ALMAZNYY FOND SSSR [DIAMOND FUND OF THE USSR] Almaznyy fond SSSR ['The Diamond Fund of the USSR']; edited by Academician A. Fersman: [in 4 issues]. Moscow: Narodnyy komissariat finansov SSSR, 1924–1925.
Lot 1018
7 00010 000
Issue 1 (1924) — 38 pp., 25 plates;
Issue 2 (1925) — 30 pp., 25 plates;
Issue 3 (1925) — 46 pp., 25 plates;
Issue 4 (1925, final) — 38 pp., 25 plates;
40 × 30 cm.
Print run: issue 1 — 350 copies; issues 2–4 — 300 copies.
Plates printed in phototype, images in actual size.
Edited under the direction of Academician A. Fersman, with the participation of S.M. Troynitskiy (Director of the State Hermitage), S.K. Bogoyavlenskiy (Head of the Moscow Archive of Foreign Affairs), D.V. Yuferov (researcher, Department of Precious Stones, Russian Academy of Sciences), jewellers A.K. Fabergé, A.F. Kotler, B.E. Maseev, A.K. Bok, A.M. Frants, and photographer I.N. Aleksandrov, under the general supervision of the Currency Administration of the People’s Commissariat of Finance of the USSR.
Four publisher’s boards. Good condition. Minor wear to the bindings, tears and losses to some tissue guards, edges of some guards worn, several guards lacking. Library stamps, labels and markings of the Free Library of Philadelphia; bookplates ‘The Free Library of Philadelphia / Simon Gratz Fund’ on the endpapers.

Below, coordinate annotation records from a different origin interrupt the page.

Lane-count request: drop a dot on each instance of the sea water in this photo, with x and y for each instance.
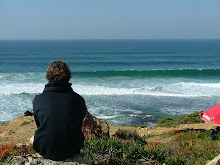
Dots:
(126, 82)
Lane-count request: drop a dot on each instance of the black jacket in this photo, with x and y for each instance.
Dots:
(58, 113)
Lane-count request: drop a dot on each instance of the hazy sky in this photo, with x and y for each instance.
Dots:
(112, 19)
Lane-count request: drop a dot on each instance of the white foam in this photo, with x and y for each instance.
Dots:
(176, 90)
(19, 88)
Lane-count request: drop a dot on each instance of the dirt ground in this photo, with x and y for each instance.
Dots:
(21, 129)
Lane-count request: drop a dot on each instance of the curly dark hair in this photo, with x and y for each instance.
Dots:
(58, 71)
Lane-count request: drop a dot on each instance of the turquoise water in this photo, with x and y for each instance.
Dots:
(126, 82)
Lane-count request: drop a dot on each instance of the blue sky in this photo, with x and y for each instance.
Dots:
(113, 19)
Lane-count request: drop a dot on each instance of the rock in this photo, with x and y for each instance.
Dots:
(90, 120)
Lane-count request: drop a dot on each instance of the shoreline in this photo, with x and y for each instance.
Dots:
(21, 129)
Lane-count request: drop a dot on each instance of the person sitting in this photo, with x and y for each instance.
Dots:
(58, 113)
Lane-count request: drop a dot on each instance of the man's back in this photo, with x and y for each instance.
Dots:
(58, 113)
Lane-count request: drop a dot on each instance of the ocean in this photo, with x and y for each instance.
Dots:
(126, 82)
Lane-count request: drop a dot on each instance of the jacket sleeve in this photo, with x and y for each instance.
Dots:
(83, 108)
(35, 111)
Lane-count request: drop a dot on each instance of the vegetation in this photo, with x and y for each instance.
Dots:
(187, 148)
(10, 150)
(190, 147)
(188, 119)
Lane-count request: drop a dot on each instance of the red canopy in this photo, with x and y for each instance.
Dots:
(212, 113)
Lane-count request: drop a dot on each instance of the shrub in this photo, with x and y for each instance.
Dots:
(188, 119)
(11, 149)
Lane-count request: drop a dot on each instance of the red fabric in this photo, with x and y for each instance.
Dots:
(211, 113)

From the jewels transferred for safekeeping to the Moscow Kremlin during the First World War, a selection of outstanding works of jewellery art was made and assigned to the State Treasury (Gokhran). In 1922 these objects, forming the ‘Diamond Fund’, were moved from the Kremlin to the Gokhran building. A commission headed by Academician A.E. Fersman was established to catalogue the collection, resulting in the present four-part publication issued by the People’s Commissariat of Finance of the USSR.
Provenance:
American auction
Simon Gratz (1840–1925), American lawyer and philanthropist from Philadelphia, one of the most prominent Jewish collectors in the city. His collection comprised approximately 175,000 autographs and manuscripts, as well as prints, lithographs and books. His collecting interests extended far beyond American history, including numerous foreign-language materials; he maintained contacts with collectors worldwide. He collaborated closely with the Historical Society of Pennsylvania, to which he donated his entire collection in 1917.